I feel I should start this post with a warning that I am not a huge fan of New Year. Maybe it's because I love Christmas so or because I dislike being told to have fun NOW, I don't know. I do know however that I don't like New Year's resolutions and all the self imposed pressure that they create. It seems mad to me that choosing to start something new or do something differently somehow means more if you make that decision on January 1st. It's a bit bonkers.
That said, this year I do feel the odd compulsion to make a statement about what I want to do in 2015. I think it's the clarity that a week or so off work has brought and the space to see that it has given. I have loved my break this year and I've had time to look back over the last twelve months with fresh eyes. There's no doubt, I'm incredibly chuffed with what has been achieved but similarly, what's fallen by the wayside makes me a little sad.
You see, the things that have slipped are my things. I have allowed myself to be blown off course too frequently. Not by a lot each time but many times over and all of those tiny deviations from my goal have left it too far away. I want to write another book you see. There, I've said it, that's what I want. I have an idea, a burning idea that makes me smile whenever I think of it but instead of doing it, I do other things. Family things, work things, things that seem important but aren't really and things that no-one would notice if they were never done again. My agenda seems to be written in the lightest pencil strokes whilst the other points on the never-ending list are writ large in thick black marker pen.
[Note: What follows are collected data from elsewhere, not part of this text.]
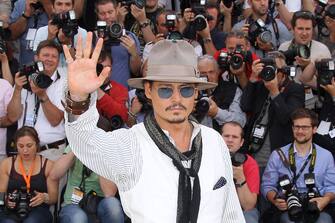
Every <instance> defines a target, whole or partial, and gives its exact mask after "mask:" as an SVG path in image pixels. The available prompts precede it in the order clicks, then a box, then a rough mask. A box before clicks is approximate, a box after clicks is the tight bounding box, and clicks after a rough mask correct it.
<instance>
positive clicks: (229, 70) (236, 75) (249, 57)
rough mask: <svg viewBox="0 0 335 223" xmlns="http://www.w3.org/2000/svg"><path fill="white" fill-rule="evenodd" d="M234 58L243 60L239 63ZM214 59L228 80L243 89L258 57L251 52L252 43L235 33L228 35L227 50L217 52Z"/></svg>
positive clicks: (249, 75) (226, 45)
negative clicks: (241, 63)
mask: <svg viewBox="0 0 335 223" xmlns="http://www.w3.org/2000/svg"><path fill="white" fill-rule="evenodd" d="M233 56H237V57H238V58H240V59H242V58H243V59H242V60H237V61H238V63H237V61H236V59H233ZM214 58H215V59H216V60H217V61H218V64H219V67H220V69H221V71H222V72H224V74H223V75H224V76H226V78H227V79H233V81H234V82H235V83H237V84H238V85H239V86H240V88H242V89H243V88H245V86H246V85H247V83H248V81H249V78H250V76H251V73H252V69H251V65H252V62H253V61H254V60H256V59H257V58H258V57H257V55H256V54H255V53H253V52H251V51H250V43H249V41H248V39H247V38H246V37H245V36H244V34H243V33H242V32H234V31H233V32H230V33H228V35H227V37H226V48H223V49H221V50H219V51H217V52H216V53H215V54H214ZM241 62H242V64H241ZM231 63H232V64H233V65H231ZM227 65H229V67H228V66H227ZM235 66H236V67H235Z"/></svg>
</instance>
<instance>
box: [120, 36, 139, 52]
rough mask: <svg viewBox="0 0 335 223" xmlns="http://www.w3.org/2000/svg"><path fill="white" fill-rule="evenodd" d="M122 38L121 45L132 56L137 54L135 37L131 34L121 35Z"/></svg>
mask: <svg viewBox="0 0 335 223" xmlns="http://www.w3.org/2000/svg"><path fill="white" fill-rule="evenodd" d="M120 40H121V45H122V46H124V47H125V48H126V49H127V51H128V53H129V54H130V55H131V56H133V57H134V56H136V55H137V49H136V44H135V41H134V40H133V38H131V37H130V36H127V35H124V36H121V38H120Z"/></svg>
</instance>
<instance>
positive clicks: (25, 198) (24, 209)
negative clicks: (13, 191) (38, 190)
mask: <svg viewBox="0 0 335 223" xmlns="http://www.w3.org/2000/svg"><path fill="white" fill-rule="evenodd" d="M32 197H33V196H32V195H31V194H30V193H28V192H27V189H26V187H21V189H20V190H18V191H17V192H13V193H11V194H8V196H7V199H8V201H10V202H13V203H15V207H13V208H10V207H8V206H7V209H8V210H11V211H16V213H17V214H18V216H19V217H20V218H22V219H23V218H25V217H27V215H28V214H29V212H30V206H29V204H30V199H31V198H32Z"/></svg>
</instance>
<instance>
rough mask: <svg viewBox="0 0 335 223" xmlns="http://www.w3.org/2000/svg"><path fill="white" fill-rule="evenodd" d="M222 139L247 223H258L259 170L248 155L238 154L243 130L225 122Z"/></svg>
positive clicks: (235, 184)
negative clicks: (228, 150) (257, 199)
mask: <svg viewBox="0 0 335 223" xmlns="http://www.w3.org/2000/svg"><path fill="white" fill-rule="evenodd" d="M222 137H223V139H224V141H225V142H226V144H227V146H228V149H229V152H230V154H231V157H232V164H233V176H234V181H235V187H236V190H237V195H238V198H239V201H240V204H241V206H242V209H243V214H244V218H245V221H246V222H247V223H258V221H259V212H258V210H257V208H256V203H257V195H258V194H259V182H260V178H259V169H258V165H257V162H256V161H255V160H254V159H253V158H252V157H251V156H249V155H246V154H243V153H240V152H239V150H240V148H241V146H242V145H243V141H244V139H243V129H242V126H241V125H240V124H239V123H237V122H227V123H225V124H224V125H223V127H222Z"/></svg>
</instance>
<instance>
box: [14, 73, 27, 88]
mask: <svg viewBox="0 0 335 223" xmlns="http://www.w3.org/2000/svg"><path fill="white" fill-rule="evenodd" d="M27 83H28V79H27V77H26V76H21V75H20V72H17V73H16V74H15V89H17V90H19V91H21V90H22V88H23V86H24V85H26V84H27Z"/></svg>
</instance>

This is, however, no-one's fault but my own. I am the only one who is truly in charge of my ship and I should be setting the course, trimming the sail and staying alert at the wheel to keep me moving in the right direction. So that's what I'm going to do this year. I'm joining The Self Preservation Society and putting myself first. Not all the time, just some of the time. Actually, just enough of the time to achieve something that will light up my life.
And it's important. It's important for me for certain but it's also important for my son and my step-children to see that if you want something, you work for it, you prioritise it and you go after it. It's important to know what you want and to know what will make you happy and, most of all, to know that those things are worth chasing.
So chase I will. Because I know where I'm heading.